Peer generally refers to the user end participating in file sharing, that is, the client program downloading or uploading specific files, which are usually at the same level. Each peer can download and upload files, making the entire network more decentralized, as no single node holds all the data. Node typically refers to the Tracker server, which manages and coordinates connections and data transfers between various Peers through the Tracker protocol. The Tracker server maintains a list of active Peers and sends it to other Peers to help them establish connections and find other Peers that can share files. Therefore, in BitTorrent, Peer refers to the client program that downloads and uploads files, while Node refers to the Tracker server used to coordinate connections and file sharing between Peers.

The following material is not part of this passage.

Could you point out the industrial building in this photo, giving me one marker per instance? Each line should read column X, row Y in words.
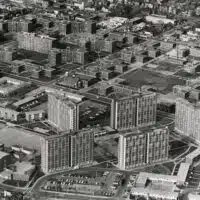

Each Node node has a globally unique identifier called Node ID. The Node ID is randomly selected from the same 160-bit space as the BitTorrent info hash. A distance metric is used to compare two Node IDs or a Node ID with proximity comparison info hashes. Node nodes must maintain a routing table containing contact information for a small number of other nodes. As the ID gets closer to the node's own ID, the routing table becomes more detailed. Nodes know many other nodes in the DHT whose IDs are close to their own ID, but only a few downloaders' IDs are far from their own ID.
In Kademlia, the distance metric is XOR, and the result is interpreted as an unsigned integer. distance(A,B) = |A xor B|; the smaller the value, the closer the nodes are.
When a Node node wants to find the Peer node of a seed, it uses the distance metric to compare the seed's info hash with the IDs of nodes in its routing table. It then contacts the nodes it knows that have IDs closest to the info hash and requests them to provide the download information for the current downloading seed's Peer nodes. If the contacted node knows the seed's peer nodes, the peer contact information will be returned with the response. Otherwise, the contacted node must respond using the contact information of the node in its routing table that is closest to the seed's info hash. The original node iteratively queries nodes that are closer to the target info hash until no closer nodes can be found. After the search is complete, the client inserts its own peer downloader information into the response node with the ID closest to the seed's info hash.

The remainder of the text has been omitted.